As the show’s postscript makes explicit, Kent is inspired by Jessica Pressler, the reporter who published the still-definitive account of Delvey’s exploits in New York magazine. (Inventing Anna’s Vivian works at a barely fictionalized version called Manhattan, complete with a red logo and a culture vertical called “Scavenger.”) Inventing Anna is not the first high-profile adaptation of Pressler’s work, nor even the first to feature a version of her as a character. The 2019 movie Hustlers is based on another New York piece about strippers who drugged and robbed their clientele. One can only hope her chronicle of bourgeois Brooklyn’s preschool wars is up next.

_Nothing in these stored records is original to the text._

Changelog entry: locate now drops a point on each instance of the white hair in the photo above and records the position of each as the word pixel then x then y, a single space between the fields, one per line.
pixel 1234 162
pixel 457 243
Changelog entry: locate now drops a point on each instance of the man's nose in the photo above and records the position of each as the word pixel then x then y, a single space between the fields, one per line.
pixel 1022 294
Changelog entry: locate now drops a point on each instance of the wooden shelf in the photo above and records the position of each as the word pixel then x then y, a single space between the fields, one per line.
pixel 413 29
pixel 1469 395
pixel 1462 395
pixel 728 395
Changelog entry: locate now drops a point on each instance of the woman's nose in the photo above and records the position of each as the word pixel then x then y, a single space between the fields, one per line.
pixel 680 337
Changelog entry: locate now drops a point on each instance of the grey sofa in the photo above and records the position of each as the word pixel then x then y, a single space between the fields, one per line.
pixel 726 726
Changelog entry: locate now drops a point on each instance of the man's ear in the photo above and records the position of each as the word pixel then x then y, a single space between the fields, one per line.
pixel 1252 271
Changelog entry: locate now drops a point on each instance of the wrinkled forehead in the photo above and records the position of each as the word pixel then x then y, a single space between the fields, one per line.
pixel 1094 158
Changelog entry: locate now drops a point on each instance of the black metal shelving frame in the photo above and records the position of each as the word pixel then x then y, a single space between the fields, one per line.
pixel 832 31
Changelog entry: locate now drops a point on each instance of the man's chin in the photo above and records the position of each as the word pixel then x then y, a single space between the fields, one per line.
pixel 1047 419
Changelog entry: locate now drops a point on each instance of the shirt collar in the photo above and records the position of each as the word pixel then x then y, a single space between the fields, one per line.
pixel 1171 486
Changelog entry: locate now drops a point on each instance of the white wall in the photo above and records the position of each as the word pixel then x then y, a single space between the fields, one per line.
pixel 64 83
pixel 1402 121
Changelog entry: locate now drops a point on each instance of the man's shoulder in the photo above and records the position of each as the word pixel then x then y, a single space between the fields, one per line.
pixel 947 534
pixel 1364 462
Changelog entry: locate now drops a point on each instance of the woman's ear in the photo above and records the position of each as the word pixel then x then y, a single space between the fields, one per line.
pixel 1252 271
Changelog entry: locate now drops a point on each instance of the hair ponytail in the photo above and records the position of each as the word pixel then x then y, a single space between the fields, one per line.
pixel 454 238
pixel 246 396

In Hustlers, however, the Pressler figure acts more like a framing device than a character in her own right. As played by Julia Stiles, she’s mostly used to draw out the protagonists’ stories in flashback and reveal where they are in the present day. Chlumsky’s Vivian, on the other hand, anchors the A-plot. (Pressler’s producer credit on Inventing Anna reflects her enhanced role.) Vivian’s quest to get sources on record and redeem her reputation following a journalistic scandal drives the story; Anna’s exploits leading up to her arrest in 2017 are essentially used as an accent, relayed in fragments as Vivian chases down her subject’s victims one by one. Every episode focuses on a different, Rashomon-like perspective, from Anna’s ex-boyfriend to the hotel concierge who became her close friend. But the effect is watered down, because all these points of view are filtered through Vivian’s own. We never fully experience the seduction of a scam artist, nor the slow disillusionment of realizing Anna isn’t what she seems. We only witness Anna’s crimes at a remove—and as grist for Vivian’s developing story.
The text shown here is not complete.